Pour toutes ces raisons, certains réclament la tenue d’une enquête publique indépendante sur la tragédie du 6 juillet 2013, et plus particulièrement sur les circonstances et les rôles qui y ont mené.

En 2013, le vérificateur général du Canada avait sonné l’alerte relativement aux graves lacunes de Transports Canada sur le plan de l’application et du suivi des systèmes de gestion de la sécurité ferroviaire. Il a d’ailleurs souligné les liens trop étroits qui unissent les sociétés ferroviaires privées et l’organisme de réglementation de Transports Canada.

Recommandations 

Que Transports Canada, en examinant la Loi sur la sécurité ferroviaire et la Loi sur le transport des marchandises dangereuses qui s’y rapport, étudie la décision d’adopter un régime d’autogestion de la sécurité ferroviaire.

Que, en appui à cet examen, le gouvernement demande la tenue d’analyses juridiques et techniques indépendantes visant à vérifier que l’objectif principal du régime de sécurité ferroviaire consiste à assurer la sécurité de la population.

Que de l’aide financière soit mise à la disposition des communautés concernées pour leur permettre de participer de manière constructive et d’avoir accès à des services de juristes et d’experts techniques.

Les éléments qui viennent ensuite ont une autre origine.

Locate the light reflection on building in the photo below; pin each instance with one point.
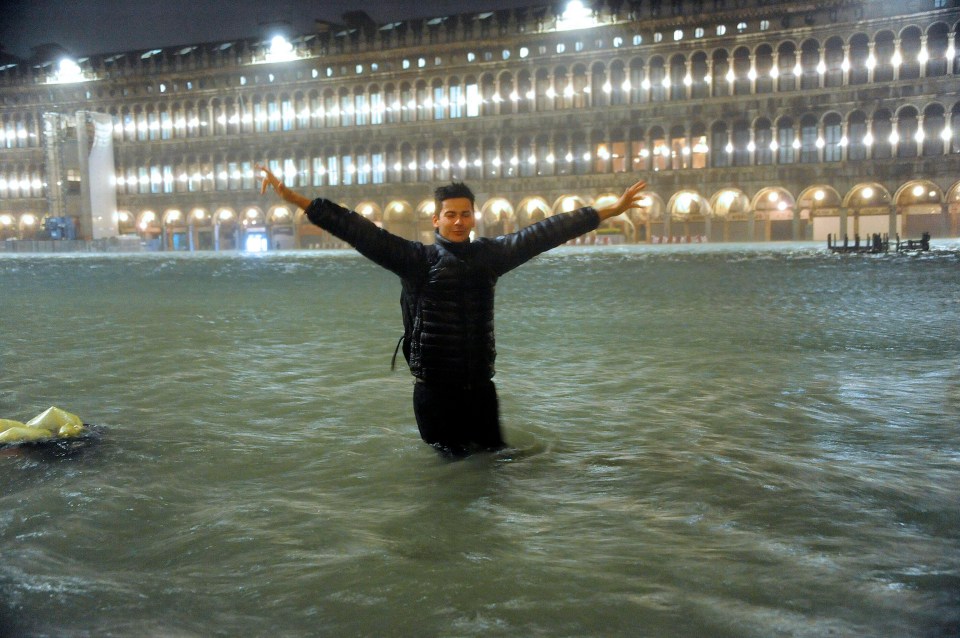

Que les sociétés ferroviaires soient tenues d’offrir aux communautés concernées ou intéressées un accès accru aux renseignements sur les évaluations des risques, les rapports liés au SGS, les plans d’intervention en cas d’urgence et les politiques d’application de la loi et de conformité en matière de sécurité ferroviaire.

Que les municipalités et les communautés soient avisées de toute proposition de règles et d’exceptions aux règles et qu’elles puissent donner leur avis sur ces questions.